Mayela: I agree. I think that only journalists really care about thinking about whether journalists are ok, and it is very important. Even from the media, there should be little more worry. It’s an issue that should be addressed more.
Esteban: In my case it is very different, because I don’t work full time [in journalism]. I have another job. But I pay attention [to this issue] and I started to think, it must be complicated. I’ve heard journalists talk about it: for example, one who spent ten years covering breaking news on a TV channel, and he hated it. In other words, his life is a misery. Imagine his well-being. But he had two paths: either he covered breaking news and crime, or he didn’t have a job anymore.
In my case it is very different. I even made the decision to stop doing breaking news, because it did affect me a little. I said, “No. I don’t feel comfortable. I don’t like this, and I’m not going to do it anymore, and that’s it. But I had the choice. There are people who do not have the option to choose, and although they do not like being on a set or being on the street covering it, that’s how they make their living, and they just have to do it.
So yes, this is important: Mental health is essential in any job.
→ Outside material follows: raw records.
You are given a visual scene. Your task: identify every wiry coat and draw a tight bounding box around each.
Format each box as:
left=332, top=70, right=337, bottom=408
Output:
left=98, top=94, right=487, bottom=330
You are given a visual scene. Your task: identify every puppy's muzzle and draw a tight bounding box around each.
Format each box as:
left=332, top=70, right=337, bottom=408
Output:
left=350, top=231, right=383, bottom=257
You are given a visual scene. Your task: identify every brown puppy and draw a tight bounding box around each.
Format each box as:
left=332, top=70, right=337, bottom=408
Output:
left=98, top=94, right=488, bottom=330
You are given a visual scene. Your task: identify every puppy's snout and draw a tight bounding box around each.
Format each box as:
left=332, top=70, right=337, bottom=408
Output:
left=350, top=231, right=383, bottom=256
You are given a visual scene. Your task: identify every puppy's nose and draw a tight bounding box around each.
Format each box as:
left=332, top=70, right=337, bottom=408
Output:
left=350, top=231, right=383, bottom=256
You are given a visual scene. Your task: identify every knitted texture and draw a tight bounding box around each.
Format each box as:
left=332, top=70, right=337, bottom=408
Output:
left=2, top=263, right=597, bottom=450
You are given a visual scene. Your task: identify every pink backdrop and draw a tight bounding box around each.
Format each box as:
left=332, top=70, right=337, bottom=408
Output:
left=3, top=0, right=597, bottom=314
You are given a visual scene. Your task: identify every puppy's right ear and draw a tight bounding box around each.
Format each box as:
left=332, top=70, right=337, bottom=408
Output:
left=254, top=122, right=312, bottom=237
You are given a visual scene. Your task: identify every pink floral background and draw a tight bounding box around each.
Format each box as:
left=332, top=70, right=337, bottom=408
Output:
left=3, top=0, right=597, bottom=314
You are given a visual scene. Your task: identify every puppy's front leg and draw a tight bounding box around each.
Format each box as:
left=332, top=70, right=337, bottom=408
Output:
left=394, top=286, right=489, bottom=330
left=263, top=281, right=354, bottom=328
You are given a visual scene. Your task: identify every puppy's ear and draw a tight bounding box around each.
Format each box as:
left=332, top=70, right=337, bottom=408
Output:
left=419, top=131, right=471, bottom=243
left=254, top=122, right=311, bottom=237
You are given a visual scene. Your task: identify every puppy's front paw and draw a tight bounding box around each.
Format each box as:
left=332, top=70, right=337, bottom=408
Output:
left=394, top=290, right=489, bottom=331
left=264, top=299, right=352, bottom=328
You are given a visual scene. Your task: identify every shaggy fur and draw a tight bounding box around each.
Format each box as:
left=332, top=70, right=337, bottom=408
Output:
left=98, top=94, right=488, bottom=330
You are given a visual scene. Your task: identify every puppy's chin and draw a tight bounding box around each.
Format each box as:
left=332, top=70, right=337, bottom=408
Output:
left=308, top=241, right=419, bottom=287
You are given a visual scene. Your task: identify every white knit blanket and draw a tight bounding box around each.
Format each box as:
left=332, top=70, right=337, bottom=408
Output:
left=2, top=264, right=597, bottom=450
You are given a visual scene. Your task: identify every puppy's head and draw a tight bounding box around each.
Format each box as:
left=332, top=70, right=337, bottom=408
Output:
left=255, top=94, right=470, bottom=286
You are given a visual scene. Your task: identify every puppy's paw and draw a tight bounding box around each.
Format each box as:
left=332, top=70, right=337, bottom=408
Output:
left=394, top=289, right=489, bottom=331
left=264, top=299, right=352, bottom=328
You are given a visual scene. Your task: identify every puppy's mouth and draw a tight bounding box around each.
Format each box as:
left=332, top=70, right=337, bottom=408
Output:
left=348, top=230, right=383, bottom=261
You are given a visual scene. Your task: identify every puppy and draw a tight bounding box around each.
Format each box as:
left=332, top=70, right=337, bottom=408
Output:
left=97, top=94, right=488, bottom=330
Our conversation with Mayela, Sharon and Esteban confirmed something for us: we are not alone when it comes to feeling that the practice of rigorous solutions journalism gives us greater motivation and well-being. Maybe it even makes it more likely that we’ll continue working as journalists.
However, one result we didn’t expect is that solutions journalism might lead to someone leaving the profession for a while—albeit for a positive reason. When we started working with Esteban, we never imagined that what he learned with us would help lead him to seek the maximum expression of community leadership.
Esteban: I’m running for mayor for the canton of Osa. I am realizing that I’ll need a lot of input to do this work. If we manage to win the election, it will mean finding solutions to all the problems that exist in the canton of Osa. And that is very complex… So today, more than ever, I realize how important solutions journalism is.